Michael Schumacher liebt das direkte Duell, geht aber keine unnötigen Risiken ein

MotoGP 2009

— 22.04.2009

Schumacher auf dem Motorrad: "Eine ganz neue Sache"

Michael Schumacher ist nach wie vor begeistert vom Motorradsport, wird aber beim Saisonstart der IDM nicht mit von der Bike-Partie sein

Kaum hatte Michael Schumacher seinen Formel-1-Helm an den Nagel gehängt, war der siebenfache Weltmeister auf einmal verstärkt auf zwei Rädern unterwegs: Das Motorradfahren hatte es dem ehemaligen Ferrari-Piloten schon seit langem angetan, doch im Renn-Ruhestand fand der 40-Jährige einfach mehr Zeit, sich viel stärker mit diesem Hobby auseinander zu setzen. Doch alle Ambitionen erhielten im Februar einen Dämpfer, als Schumacher in Cartagena einen schweren Sturz erlitt.

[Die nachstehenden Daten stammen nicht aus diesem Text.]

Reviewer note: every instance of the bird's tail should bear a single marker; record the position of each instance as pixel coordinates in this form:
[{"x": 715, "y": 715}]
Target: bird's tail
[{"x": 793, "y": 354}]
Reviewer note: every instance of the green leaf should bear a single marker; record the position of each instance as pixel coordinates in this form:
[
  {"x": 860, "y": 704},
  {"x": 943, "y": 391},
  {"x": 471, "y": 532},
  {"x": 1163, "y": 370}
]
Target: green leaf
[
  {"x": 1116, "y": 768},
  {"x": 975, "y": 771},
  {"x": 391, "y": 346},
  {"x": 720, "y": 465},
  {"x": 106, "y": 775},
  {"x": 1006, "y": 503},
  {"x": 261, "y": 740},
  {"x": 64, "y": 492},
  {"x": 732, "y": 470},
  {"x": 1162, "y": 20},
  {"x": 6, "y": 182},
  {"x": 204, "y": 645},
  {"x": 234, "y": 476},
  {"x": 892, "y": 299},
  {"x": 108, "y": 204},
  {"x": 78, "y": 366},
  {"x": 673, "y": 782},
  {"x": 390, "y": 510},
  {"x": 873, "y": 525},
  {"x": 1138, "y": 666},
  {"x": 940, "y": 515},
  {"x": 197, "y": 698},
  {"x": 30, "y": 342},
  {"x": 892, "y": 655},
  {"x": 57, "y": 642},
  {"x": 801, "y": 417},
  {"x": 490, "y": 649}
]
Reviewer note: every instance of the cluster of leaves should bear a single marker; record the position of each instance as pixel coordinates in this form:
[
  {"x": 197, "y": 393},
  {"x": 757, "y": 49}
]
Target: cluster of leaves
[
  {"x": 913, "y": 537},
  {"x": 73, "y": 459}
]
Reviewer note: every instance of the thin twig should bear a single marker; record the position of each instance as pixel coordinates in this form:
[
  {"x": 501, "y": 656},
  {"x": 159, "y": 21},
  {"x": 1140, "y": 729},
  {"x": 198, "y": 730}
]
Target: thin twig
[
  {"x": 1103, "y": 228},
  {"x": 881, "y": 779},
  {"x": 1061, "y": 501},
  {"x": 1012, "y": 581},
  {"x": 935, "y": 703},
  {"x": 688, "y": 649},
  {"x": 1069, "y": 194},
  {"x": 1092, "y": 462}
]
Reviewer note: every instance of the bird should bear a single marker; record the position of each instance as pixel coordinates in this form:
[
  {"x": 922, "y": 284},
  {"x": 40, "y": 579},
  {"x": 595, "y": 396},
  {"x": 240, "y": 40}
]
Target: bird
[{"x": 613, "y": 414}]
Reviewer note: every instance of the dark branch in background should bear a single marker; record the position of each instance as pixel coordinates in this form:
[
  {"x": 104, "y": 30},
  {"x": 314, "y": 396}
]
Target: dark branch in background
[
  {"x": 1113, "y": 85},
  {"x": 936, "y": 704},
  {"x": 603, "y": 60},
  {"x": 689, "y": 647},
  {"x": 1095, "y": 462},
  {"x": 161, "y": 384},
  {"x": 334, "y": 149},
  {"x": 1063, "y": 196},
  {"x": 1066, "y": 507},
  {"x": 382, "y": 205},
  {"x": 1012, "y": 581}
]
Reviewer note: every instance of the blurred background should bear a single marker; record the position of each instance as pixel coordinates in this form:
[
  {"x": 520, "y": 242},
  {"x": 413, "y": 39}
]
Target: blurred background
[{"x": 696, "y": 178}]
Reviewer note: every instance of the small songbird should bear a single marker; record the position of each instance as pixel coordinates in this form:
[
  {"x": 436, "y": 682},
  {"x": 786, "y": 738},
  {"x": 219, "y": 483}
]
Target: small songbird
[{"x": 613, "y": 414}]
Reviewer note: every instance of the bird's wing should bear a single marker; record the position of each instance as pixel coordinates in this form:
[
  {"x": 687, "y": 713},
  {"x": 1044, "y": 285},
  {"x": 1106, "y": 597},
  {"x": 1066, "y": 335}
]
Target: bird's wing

So muss der Saisonauftakt der Internationalen Deutschen Motorradmeisterschaft (IDM) am Wochenende ohne den Rekordchampion über die Bühne gehen. "Ich bin gesundheitlich momentan einfach nicht in der Lage, überhaupt zu fahren", erklärte Schumacher seine Situation gegenüber der 'dpa'. "Das ist der erste Punkt. Der andere ist: Wenn mir Rennstrecken nicht sicher genug sind, will ich da nach wie vor nicht fahren."

"Cartagena war ein Beispiel, dass ich auf der falschen Strecke zu sehr am Limit gefahren bin", sagte Schumacher rückblickend und verwies auf seinen Absteiger zu Jahresbeginn. Noch hat sich der frühere Formel-1-Dominator nicht vollkommen von diesem Sturz erholt, weshalb für Schumacher auch keine Notwendigkeit besteht, auf dem Lausitzring am Gas zu drehen. "Ich würde es körperlich schlichtweg nicht hinkriegen", meinte Schumacher.

"Ich kann gewisse Partien gar nicht trainieren - und die IDM ist ja doch schon ein Niveau, bei dem man nicht nur 'Just for Fun' mitfahren kann, auch wenn ich es in erster Linie aus Spaß mache. Ich habe aber auch einen gewissen Anspruch an mich selbst - und wenn ich eh schon nicht der Schnellste und dann noch gehandicapt bin, kommen zwei Dinge zusammen, die nicht gerade hilfreich sind", erläuterte Schumacher seine Einstellung.

Überhaupt bereitet dem ehemaligen Formel-1-Rennfahrer das Biken derart viel Freude, weil es eben "eine ganz neue Sache" sei, die "überhaupt nichts" mit seiner früheren Karriere zu tun habe, wie der Kerpener weiter ausführte. "Die Emotionen und das Fahrgefühl sind wesentlich intensiver als im Rennauto, man ist so nah am Boden. Die Feinfühligkeit, die man auf dem Motorrad benötigt, ist immens hoch."

"Hinzu kommt, dass der Lernprozess einfach so interessant ist. Zusammen mit den Emotionen, die frei werden, ist das eine Sache, die mir sehr viel Spaß macht", fasste Schumacher sein Motorrad-Credo zusammen. "Ich versuche sie natürlich so seriös zu betreiben wie möglich, aber mit dem Wissen im Hinterkopf, dass ich nicht mehr Erster werden kann. Ich habe dabei aber keine versteckten Hoffnungen."